Refining the specificity of SpCas9-HF1
Previously described methods such as truncated sgRNAs14 and the SpCas9-D1135E variant15 can partially reduce SpCas9 off-target effects, and we therefore wondered whether these might be combined with SpCas9-HF1 to further improve its genome-wide specificity. Testing of SpCas9-HF1 with matched full-length and truncated sgRNAs targeted to four sites in the human cell-based EGFP disruption assay revealed that shortening sgRNA complementarity length substantially impaired on-target activities (Extended Data Fig. 7a). By contrast, SpCas9-HF1 with an additional D1135E substitution (a variant we call SpCas9-HF2) retained 70% or more activity of wild-type SpCas9 with six of eight sgRNAs tested using our human cell-based EGFP disruption assay (Figs. 5a and Extended Data Fig. 2b). We also constructed SpCas9-HF3 and SpCas9-HF4 variants harboring additional L169A or Y450A substitutions, respectively, at positions whose side chains are believed to mediate non-specific hydrophobic interactions with the target DNA on its PAM proximal end28, 31 (Fig. 1a). The Y450 residue is notable for participating in a base stacking interaction with the sgRNA31 and undergoing a 120 degree shift upon target binding to create its hydrophobic interaction with the DNA28, 32. SpCas9-HF3 and SpCas9-HF4 retained 70% or more of the activities observed with wild-type SpCas9 with the same six out of eight EGFP-targeted sgRNAs (Figs. 5a and Extended Data Fig. 2b).
We next sought to determine whether SpCas9-HF2, -HF3, or -HF4 could reduce indel frequencies at two off-target sites that remained susceptible to modification by SpCas9-HF1, one with the FANCF site 2 sgRNA and another with the VEGFA site 3 sgRNA. For the FANCF site 2 off-target, which bears a single mismatch in the seed sequence of the protospacer, we found that SpCas9-HF4 (containing the additional Y450A substitution) reduced indel mutation frequencies to near background level as judged by T7EI assay while also beneficially increasing on-target activity (Fig. 5b), resulting in the greatest increase in specificity among the three variants (Fig. 5c). For the VEGFA site 3 off-target site, which bears two protospacer mismatches (one in the seed sequence and one at the nucleotide most distal from the PAM sequence), SpCas9-HF2 (containing the additional D1135E substitution) showed near background levels of indel formation as determined by T7E1 assay while showing modest effects on on-target mutation efficiency (Fig. 5b), leading to the greatest increase in specificity for this off-target site from among the three variants tested (Fig. 5c).
Discussion
The SpCas9-HF1 variant characterized in this report reduces all or nearly all genome-wide off-target effects to undetectable levels as judged by GUIDE-seq and targeted next-generation sequencing, with the most robust and consistent effects observed with sgRNAs designed against standard, non-repetitive target sequences. Our observations suggest that off-target mutations might be minimized by using SpCas9-HF1 to target non-repetitive sequences that do not have closely matched sites (e.g., bearing 1 or 2 mismatches) elsewhere in the genome; such sites can be easily identified using existing publicly available software programs33. An interesting question will be to determine whether SpCas9-HF1 induces off-target mutations at frequencies below the detection limit of existing unbiased genome-wide methods (Supplementary Discussion). We also discuss other practical considerations for targeting sites of interest with SpCas9-HF1, including the use of sgRNAs with non-G or mismatched 5’ nucleotides (Extended Data Fig. 7b) and altering the PAM recognition specificity of SpCas9-HF1 (Extended Data Fig. 8), in the Supplementary Discussion.
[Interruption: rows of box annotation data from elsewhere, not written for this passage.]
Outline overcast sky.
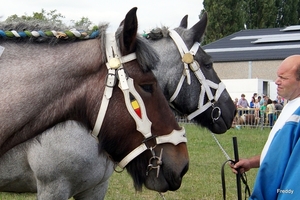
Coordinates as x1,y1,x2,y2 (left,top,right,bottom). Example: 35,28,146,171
0,0,203,32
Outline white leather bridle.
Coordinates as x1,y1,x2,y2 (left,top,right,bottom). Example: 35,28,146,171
169,30,225,121
92,34,187,171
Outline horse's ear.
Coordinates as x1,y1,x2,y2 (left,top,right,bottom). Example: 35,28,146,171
190,12,207,42
121,7,138,53
179,15,188,28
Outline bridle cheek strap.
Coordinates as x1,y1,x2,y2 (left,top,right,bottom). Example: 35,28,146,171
118,127,187,169
91,34,187,169
169,30,225,120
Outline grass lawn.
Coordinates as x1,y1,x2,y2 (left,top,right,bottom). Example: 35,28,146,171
0,124,270,200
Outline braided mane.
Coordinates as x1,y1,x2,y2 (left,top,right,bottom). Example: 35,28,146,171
0,20,108,43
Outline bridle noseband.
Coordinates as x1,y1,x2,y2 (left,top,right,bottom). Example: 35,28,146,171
92,34,187,173
169,30,225,122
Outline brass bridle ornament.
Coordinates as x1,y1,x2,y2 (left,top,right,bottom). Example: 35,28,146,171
169,30,225,122
92,34,187,176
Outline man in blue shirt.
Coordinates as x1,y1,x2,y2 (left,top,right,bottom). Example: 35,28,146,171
231,55,300,200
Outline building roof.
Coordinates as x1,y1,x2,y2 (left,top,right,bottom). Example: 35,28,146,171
202,25,300,62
Further biochemical experiments and structural characterization will be required to define the mechanism by which SpCas9-HF1 achieves its high genome-wide specificity. We do not believe that the four substitutions we introduced alter the stability or steady-state expression level of SpCas9 in human cells, because titration experiments with decreasing concentrations of expression plasmids suggest that wild-type SpCas9 and SpCas9-HF1 behave comparably as their amounts are lowered (Extended Data Fig. 9). Although our initial rationale for making the substitutions in SpCas9-HF1 was to decrease the energetics of interaction between the Cas9-sgRNA and the target DNA (as has been previously proposed to explain the increased specificities of transcription activator-like effector nucleases bearing substitutions at positively charged residues34), recent work has provided greater mechanistic insights into SpCas9 recognition and cleavage. These studies suggest alternative and more detailed models (e.g., formation of an active cleavage complex through conformational changes or kinetics of off-target site recognition35, 36 that might be affected by the substitutions in our SpCas9-HF1 variant (Supplementary Discussion).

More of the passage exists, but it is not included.